Physicians joining the organization merge their practices with PCA in return for a combination of PCA stock and cash equivalent to the value of their practices. The criteria PCA uses to value a practice for merger purposes are different from those used in an open-market sale. PCA uses independent appraisers to value the practices according to their utility in the new organization.

A physician's value to the organization depends upon the number of active patients (patients who have been seen in the past two years) he or she brings to the association. Active patient records are valued at the current capitation rate. Merger costs are initially borne by PCA physicians. While each physician might hold a different number of shares in PCA, each physician is assigned a seat on the board of directors and one vote on motions before PCA.

While PCA purchases the medical records with PCA stock, each practice's nonmedical assets (everything except medical records) are exchanged for a set amount of PSMC stock per physician in the practice plus cash if the value of these assets exceeds $12,000. This stabilizes the PSMC share per physician. Thus each physician becomes a shareholder in both corporations.

Items of no value in managed care negotiations, such as complex laboratory equipment, equipment for procedures and high-visit volume, are not purchased. Gross production also was rejected as a valuation tool because the number of lives in the practice is the central issue in capitation, and a high number of visits per person per year can be detrimental. This limits the purchase to medical records, productive equipment and accounts receivable. PSMC also assumes lease agreements for equipment that generates revenue.

Physician compensation is dictated by site-specific revenue generation. Thus one practice's revenue stream can't affect another's income.

No reason is required to leave PCA. To date, no one has left, but if they do, departing physicians are required to leave as a group and go back to their original structure. The group simply sells its stock back for the value at the time the departing physicians joined. PSMC releases the group's equipment to them.

If one physician from a PCA member group wants to depart, a noncompete clause does pertain. The departing physician gets back all of his or her medical records for the price he or she was given for the original number of records. No additional value accrues to his or her PCA or PSMC stocks. (See “Building an escape hatch.”)

Building an escape hatch

In creating Primary Care Associates (PCA) and Professional Strategic Management Corporation (PSMC), the physicians were able to develop a merger process that levels the playing field and allows physicians to return to their original positions without penalty, should they decide to do so. Here's how it works.

Practice appraisal method

  1. Determine the number of active medical records (two years or less since last visit)

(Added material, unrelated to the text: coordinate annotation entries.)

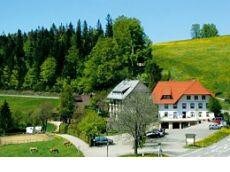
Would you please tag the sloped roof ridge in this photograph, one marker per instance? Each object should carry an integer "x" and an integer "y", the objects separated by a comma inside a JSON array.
[{"x": 190, "y": 85}]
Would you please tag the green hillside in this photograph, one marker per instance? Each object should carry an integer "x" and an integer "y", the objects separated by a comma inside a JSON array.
[{"x": 207, "y": 60}]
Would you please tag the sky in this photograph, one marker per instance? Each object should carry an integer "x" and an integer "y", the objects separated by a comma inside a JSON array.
[{"x": 162, "y": 20}]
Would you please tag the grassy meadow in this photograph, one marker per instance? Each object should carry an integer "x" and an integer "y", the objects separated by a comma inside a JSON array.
[
  {"x": 23, "y": 149},
  {"x": 211, "y": 139},
  {"x": 26, "y": 104},
  {"x": 207, "y": 60}
]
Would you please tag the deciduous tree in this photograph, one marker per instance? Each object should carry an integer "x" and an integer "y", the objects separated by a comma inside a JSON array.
[{"x": 136, "y": 114}]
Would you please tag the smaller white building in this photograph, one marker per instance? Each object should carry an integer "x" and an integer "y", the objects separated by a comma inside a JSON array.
[
  {"x": 121, "y": 92},
  {"x": 181, "y": 103}
]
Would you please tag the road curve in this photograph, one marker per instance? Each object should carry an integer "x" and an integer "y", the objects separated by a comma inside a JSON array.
[{"x": 29, "y": 96}]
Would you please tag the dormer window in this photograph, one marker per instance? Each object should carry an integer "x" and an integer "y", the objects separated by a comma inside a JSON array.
[
  {"x": 166, "y": 106},
  {"x": 166, "y": 97}
]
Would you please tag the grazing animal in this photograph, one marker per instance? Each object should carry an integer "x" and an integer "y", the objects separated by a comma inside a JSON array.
[
  {"x": 33, "y": 149},
  {"x": 67, "y": 143},
  {"x": 54, "y": 150}
]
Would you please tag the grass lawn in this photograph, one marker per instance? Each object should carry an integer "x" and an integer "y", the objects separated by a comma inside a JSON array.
[
  {"x": 207, "y": 60},
  {"x": 213, "y": 138},
  {"x": 26, "y": 104},
  {"x": 23, "y": 150}
]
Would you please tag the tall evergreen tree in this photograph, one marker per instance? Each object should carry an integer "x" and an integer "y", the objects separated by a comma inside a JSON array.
[
  {"x": 66, "y": 104},
  {"x": 99, "y": 29},
  {"x": 5, "y": 118},
  {"x": 109, "y": 26},
  {"x": 79, "y": 36}
]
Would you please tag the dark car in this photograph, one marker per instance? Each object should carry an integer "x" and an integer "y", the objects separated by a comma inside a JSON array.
[
  {"x": 101, "y": 140},
  {"x": 156, "y": 133}
]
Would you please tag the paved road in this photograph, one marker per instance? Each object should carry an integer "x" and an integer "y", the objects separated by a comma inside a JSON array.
[
  {"x": 220, "y": 149},
  {"x": 29, "y": 96},
  {"x": 172, "y": 144}
]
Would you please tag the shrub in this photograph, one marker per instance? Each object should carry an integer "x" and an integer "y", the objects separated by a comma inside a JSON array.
[
  {"x": 63, "y": 128},
  {"x": 89, "y": 126}
]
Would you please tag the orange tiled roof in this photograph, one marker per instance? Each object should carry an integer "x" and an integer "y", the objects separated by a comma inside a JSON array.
[{"x": 176, "y": 89}]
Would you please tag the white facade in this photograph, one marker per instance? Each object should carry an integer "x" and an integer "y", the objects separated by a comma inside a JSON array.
[
  {"x": 121, "y": 91},
  {"x": 189, "y": 108}
]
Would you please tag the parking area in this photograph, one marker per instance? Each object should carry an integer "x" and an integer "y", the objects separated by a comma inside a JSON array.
[{"x": 172, "y": 144}]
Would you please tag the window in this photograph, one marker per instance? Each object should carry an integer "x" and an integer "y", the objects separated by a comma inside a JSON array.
[
  {"x": 192, "y": 114},
  {"x": 192, "y": 105},
  {"x": 184, "y": 105},
  {"x": 174, "y": 114},
  {"x": 166, "y": 114},
  {"x": 166, "y": 106},
  {"x": 200, "y": 105},
  {"x": 166, "y": 97},
  {"x": 175, "y": 106}
]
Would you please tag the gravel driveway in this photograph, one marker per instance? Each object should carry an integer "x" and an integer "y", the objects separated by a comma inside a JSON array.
[
  {"x": 220, "y": 149},
  {"x": 172, "y": 144}
]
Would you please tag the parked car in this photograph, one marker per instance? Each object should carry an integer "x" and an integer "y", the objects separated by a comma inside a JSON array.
[
  {"x": 156, "y": 133},
  {"x": 101, "y": 140},
  {"x": 215, "y": 126}
]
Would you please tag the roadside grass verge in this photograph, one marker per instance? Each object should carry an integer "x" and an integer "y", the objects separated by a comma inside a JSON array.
[
  {"x": 50, "y": 128},
  {"x": 213, "y": 138},
  {"x": 43, "y": 147},
  {"x": 26, "y": 104},
  {"x": 144, "y": 155}
]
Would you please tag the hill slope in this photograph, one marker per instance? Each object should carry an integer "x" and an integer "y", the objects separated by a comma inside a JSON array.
[{"x": 207, "y": 60}]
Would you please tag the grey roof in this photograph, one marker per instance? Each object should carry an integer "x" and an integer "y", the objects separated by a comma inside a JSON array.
[{"x": 123, "y": 89}]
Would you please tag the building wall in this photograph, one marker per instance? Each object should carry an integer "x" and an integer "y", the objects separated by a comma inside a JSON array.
[
  {"x": 116, "y": 105},
  {"x": 196, "y": 112}
]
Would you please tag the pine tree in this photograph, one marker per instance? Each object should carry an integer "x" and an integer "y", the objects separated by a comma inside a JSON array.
[
  {"x": 5, "y": 118},
  {"x": 79, "y": 36},
  {"x": 99, "y": 29},
  {"x": 109, "y": 27}
]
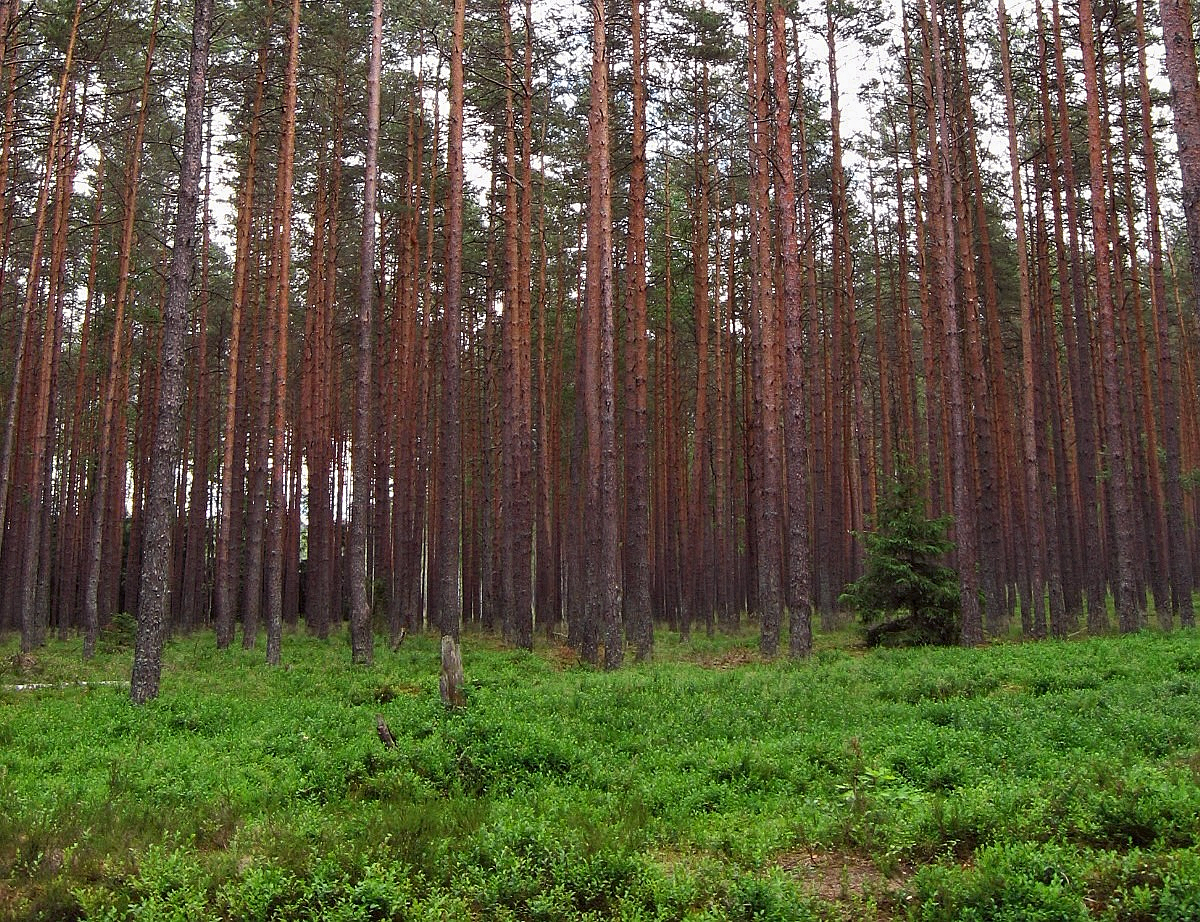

  2. Value each active record at the present capitation rate.

  3. Determine the value of the remaining (nonmedical) assets through an independent appraisal.

Merger process

  1. PCA pays each physician in a merging practice an amount in PCA stock and cash equivalent to the appraised value of his or her active medical records.

  2. PSMC pays each physician in a merging practice a set value in PSMC stock in return for nonmedical assets, paying cash in addition to cover any difference between the value per physician of the practice's nonmedical assets and the nominal value of the stock.

  3. PSMC takes over equipment leases, but only if the equipment produces revenue under managed care contracts.

Withdrawing from the corporation

  1. Physicians coming in as a group and leaving as a group have no noncompete clause to honor.

  2. Physicians coming in as a group and leaving as individuals must honor a noncompete clause.

  3. Physicians leaving as a group buy their practice back for the same price they received when the merger was executed.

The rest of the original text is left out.